Low carbon, high hopes

Written by: Maxine Perella | Published:
Shougang demonstration facility in China

Making fuel and low-carbon chemicals – including aviation fuel – from waste gas could be a sustainable alternative to landfill or traditional incineration, thanks to one company’s new technology. Maxine Perella reports

Carbon recycling might not be the most immediate topic that springs to mind for waste industry professionals, but given the global focus on Paris climate goals and reducing international CO2 emissions, new solutions to tackle waste carbon – especially from heavy industry – are attracting a lot of interest.

One promising contender is LanzaTech’s gas-to-liquid technology, which is opening up new channels for the production of low-carbon chemicals and fuels that displace petroleum without the environmental concerns associated with crop-based biofuels.

One market where LanzaTech’s vision is set to take off is in commercial aviation – the technology provider has been working with Virgin Atlantic Airways to produce the world’s first batch of low-carbon jet fuel sourced from the industrial waste gases of steel mills.

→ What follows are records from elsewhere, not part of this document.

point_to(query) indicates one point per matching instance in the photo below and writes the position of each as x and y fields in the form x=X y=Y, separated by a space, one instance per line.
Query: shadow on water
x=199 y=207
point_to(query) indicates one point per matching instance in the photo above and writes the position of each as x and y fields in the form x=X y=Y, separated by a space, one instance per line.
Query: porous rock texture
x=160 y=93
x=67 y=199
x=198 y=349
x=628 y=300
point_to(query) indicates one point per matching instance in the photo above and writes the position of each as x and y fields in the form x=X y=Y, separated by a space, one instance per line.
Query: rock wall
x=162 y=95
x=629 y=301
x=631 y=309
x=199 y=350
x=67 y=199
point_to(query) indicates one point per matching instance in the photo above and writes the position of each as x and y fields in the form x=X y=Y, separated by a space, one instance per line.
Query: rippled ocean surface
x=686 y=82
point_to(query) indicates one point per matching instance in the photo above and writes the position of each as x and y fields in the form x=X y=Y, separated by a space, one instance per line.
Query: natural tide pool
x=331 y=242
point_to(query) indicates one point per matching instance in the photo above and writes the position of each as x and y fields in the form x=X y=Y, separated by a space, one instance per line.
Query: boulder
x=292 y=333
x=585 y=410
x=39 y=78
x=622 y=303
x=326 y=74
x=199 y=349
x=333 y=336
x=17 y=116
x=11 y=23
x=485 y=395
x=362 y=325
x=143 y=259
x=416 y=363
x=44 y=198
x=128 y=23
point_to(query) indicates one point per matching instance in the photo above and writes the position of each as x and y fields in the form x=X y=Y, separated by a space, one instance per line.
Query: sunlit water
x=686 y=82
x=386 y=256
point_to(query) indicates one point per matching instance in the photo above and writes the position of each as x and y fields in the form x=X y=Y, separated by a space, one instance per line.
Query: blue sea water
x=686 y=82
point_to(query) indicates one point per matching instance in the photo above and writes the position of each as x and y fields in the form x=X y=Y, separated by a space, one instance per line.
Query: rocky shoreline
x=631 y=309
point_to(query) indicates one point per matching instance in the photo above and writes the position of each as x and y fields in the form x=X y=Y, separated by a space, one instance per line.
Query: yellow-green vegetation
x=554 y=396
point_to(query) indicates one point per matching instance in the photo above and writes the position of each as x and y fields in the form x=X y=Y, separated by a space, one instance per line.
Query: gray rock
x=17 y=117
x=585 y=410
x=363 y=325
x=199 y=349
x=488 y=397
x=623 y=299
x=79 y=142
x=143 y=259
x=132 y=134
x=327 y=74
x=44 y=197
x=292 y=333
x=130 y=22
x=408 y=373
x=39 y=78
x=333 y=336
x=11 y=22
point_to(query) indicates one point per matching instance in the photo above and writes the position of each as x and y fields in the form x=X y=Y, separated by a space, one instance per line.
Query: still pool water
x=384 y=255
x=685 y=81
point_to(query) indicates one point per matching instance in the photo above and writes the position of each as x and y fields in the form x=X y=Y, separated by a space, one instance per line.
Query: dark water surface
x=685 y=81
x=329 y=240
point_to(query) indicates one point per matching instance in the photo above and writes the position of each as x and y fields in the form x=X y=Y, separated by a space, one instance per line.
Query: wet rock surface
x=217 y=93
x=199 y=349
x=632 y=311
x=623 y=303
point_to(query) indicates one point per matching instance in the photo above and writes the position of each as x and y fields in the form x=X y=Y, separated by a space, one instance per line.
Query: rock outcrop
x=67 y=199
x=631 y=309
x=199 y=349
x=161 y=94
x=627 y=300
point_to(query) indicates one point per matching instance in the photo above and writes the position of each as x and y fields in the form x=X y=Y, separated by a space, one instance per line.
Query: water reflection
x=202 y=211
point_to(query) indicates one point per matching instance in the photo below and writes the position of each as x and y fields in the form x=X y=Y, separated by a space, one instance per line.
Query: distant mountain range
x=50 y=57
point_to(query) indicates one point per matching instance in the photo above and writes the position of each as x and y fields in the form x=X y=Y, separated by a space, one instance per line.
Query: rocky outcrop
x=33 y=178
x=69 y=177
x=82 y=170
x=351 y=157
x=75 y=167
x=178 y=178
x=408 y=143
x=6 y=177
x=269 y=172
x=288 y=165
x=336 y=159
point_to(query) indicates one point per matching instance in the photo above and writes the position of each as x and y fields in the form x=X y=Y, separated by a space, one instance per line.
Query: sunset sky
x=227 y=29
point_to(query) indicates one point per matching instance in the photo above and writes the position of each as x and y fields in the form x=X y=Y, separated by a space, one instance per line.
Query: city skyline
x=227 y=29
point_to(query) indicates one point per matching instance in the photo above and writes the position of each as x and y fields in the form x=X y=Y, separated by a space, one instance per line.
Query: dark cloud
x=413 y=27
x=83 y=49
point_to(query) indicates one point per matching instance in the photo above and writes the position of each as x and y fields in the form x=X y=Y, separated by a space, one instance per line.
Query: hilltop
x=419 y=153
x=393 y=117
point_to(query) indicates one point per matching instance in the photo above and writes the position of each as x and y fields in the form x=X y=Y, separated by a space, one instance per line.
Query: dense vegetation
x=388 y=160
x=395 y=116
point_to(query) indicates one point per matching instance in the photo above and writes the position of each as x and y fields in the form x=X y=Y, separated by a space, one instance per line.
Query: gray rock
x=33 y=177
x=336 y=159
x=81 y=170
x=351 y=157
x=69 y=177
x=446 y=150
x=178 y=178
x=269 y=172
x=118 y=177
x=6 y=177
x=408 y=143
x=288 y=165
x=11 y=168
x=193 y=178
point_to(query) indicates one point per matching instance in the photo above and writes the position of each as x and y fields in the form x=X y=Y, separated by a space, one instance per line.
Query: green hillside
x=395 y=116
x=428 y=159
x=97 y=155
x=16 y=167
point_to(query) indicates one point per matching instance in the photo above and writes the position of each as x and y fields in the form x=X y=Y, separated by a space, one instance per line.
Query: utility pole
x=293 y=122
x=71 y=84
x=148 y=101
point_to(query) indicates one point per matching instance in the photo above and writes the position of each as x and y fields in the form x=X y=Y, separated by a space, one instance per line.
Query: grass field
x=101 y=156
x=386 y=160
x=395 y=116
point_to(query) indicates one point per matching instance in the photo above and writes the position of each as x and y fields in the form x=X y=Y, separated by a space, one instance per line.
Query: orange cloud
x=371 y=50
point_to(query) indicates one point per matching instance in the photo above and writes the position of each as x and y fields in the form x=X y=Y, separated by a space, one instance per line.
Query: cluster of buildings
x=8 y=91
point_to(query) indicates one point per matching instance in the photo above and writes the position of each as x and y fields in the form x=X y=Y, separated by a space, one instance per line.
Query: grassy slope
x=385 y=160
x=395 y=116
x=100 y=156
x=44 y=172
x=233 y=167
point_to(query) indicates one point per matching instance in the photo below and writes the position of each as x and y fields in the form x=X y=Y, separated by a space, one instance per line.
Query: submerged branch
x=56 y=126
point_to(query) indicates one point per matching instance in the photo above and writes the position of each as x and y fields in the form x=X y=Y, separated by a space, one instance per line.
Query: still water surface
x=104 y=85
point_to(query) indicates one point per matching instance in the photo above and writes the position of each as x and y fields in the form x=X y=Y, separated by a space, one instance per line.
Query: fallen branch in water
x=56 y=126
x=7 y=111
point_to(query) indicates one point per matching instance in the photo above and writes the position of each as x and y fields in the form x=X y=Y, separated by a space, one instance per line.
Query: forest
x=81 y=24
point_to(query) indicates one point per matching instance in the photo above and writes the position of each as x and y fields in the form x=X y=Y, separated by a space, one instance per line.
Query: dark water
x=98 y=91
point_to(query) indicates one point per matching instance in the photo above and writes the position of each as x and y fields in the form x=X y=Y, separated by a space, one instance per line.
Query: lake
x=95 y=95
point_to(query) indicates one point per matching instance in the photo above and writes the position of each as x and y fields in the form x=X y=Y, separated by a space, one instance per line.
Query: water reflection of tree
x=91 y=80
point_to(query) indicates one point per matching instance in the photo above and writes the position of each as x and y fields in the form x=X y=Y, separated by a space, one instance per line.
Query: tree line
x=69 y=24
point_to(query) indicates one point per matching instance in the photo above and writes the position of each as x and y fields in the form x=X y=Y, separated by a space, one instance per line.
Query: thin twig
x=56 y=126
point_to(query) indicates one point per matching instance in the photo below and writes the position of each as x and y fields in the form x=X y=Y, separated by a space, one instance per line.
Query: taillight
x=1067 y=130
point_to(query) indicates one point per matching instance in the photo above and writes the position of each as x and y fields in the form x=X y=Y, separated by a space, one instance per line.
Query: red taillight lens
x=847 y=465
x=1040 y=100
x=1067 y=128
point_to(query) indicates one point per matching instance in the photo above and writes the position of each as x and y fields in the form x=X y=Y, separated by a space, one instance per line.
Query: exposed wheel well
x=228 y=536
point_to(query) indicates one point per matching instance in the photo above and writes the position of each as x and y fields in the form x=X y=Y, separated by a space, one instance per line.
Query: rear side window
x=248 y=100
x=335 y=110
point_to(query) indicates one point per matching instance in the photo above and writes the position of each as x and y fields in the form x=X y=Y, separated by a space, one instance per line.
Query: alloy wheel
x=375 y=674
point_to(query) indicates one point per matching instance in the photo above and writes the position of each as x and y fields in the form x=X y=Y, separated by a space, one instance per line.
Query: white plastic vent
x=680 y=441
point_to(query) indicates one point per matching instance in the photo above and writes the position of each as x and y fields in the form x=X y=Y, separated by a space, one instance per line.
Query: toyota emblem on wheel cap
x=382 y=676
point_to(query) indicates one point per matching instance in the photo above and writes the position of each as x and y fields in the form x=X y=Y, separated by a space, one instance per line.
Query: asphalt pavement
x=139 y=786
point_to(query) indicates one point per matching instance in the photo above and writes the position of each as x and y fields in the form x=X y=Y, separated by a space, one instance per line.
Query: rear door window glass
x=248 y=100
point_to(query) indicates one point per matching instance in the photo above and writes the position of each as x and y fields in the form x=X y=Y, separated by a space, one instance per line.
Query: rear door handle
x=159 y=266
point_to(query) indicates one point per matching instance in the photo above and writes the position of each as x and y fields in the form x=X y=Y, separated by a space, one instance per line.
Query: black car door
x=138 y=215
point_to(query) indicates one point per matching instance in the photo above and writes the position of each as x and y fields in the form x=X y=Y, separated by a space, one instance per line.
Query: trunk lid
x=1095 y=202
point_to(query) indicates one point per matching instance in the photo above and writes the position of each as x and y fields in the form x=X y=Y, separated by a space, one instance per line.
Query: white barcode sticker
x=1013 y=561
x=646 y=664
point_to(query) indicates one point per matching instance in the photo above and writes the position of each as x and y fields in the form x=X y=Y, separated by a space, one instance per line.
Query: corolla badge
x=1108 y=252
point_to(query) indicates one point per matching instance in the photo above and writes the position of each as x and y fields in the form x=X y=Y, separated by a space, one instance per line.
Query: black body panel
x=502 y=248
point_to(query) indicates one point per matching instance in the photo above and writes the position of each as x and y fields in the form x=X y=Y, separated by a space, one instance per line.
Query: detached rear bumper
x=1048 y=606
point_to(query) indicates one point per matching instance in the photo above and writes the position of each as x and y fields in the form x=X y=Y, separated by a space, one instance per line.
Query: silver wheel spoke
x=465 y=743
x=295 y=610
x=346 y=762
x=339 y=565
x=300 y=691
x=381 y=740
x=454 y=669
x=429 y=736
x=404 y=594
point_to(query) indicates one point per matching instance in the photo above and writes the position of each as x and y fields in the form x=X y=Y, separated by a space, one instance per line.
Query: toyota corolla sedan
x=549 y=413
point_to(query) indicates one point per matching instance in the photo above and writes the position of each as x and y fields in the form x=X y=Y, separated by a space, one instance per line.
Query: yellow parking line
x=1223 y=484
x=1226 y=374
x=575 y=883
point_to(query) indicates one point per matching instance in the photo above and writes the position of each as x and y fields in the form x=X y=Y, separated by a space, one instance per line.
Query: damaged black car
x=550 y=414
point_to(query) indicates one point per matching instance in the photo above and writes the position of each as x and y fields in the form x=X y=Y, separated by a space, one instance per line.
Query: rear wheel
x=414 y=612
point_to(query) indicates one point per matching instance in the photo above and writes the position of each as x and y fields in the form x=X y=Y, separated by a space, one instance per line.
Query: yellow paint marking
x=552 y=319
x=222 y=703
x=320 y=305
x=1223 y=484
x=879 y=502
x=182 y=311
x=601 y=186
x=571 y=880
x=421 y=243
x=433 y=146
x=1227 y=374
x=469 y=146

The process is based on gas fermentation, so instead of using sugars, LanzaTech utilises the waste gases from mill flue stacks which would otherwise be combusted and emitted. Bacteria (rather than yeast) then feed on the carbon in the waste gas and multiply, producing an ethanol by-product which is then refined further to produce the aviation fuel. Each gallon (US) of ethanol produced can be converted into 0.5 gallons of low-carbon jet fuel.

Game-changer for aviation

LanzaTech claims its process delivers at least a 65% reduction in greenhouse gas emissions compared with conventional aviation fuels. Virgin founder Sir Richard Branson has gone so far as to call the project a “real game-changer for aviation”, saying it could significantly reduce the airline industry’s reliance on oil within a generation.
In February, 1,500 gallons of the low-carbon jet fuel were produced from a demonstration facility at steel company Shougang in China. The fuel now has to undergo a series of rigorous approval processes before it can be used in a commercial flight.

Besides the potential benefits to airline operators such as Virgin Atlantic, steel producers also have a keen interest in making this technology work, according to LanzaTech CEO Jennifer Holmgren. “Across the sector, there is a drive to reduce carbon emissions, and many steel mills are eager to turn their waste emissions into an opportunity rather than a liability,” she says. “We are currently working with a number of steel companies globally, including Shougang, one of the largest steel companies in China, where we are building our first commercial facility that will be operational later this year. We are also working with the world’s largest steel company, ArcelorMittal. Our first commercial facility in Europe will be at one of its flagship mills in Ghent, Belgium, with potential to roll out to other sites.”

Globally, around 1.7 billion metric tonnes of steel is produced every year. LanzaTech estimates that its process could
be retrofitted to 65% of the world’s steel mills, offering the potential to produce 30 billion gallons of ethanol, or 15 billion gallons of jet fuel each year. This figure would represent just under 19% of all aviation fuel currently used worldwide.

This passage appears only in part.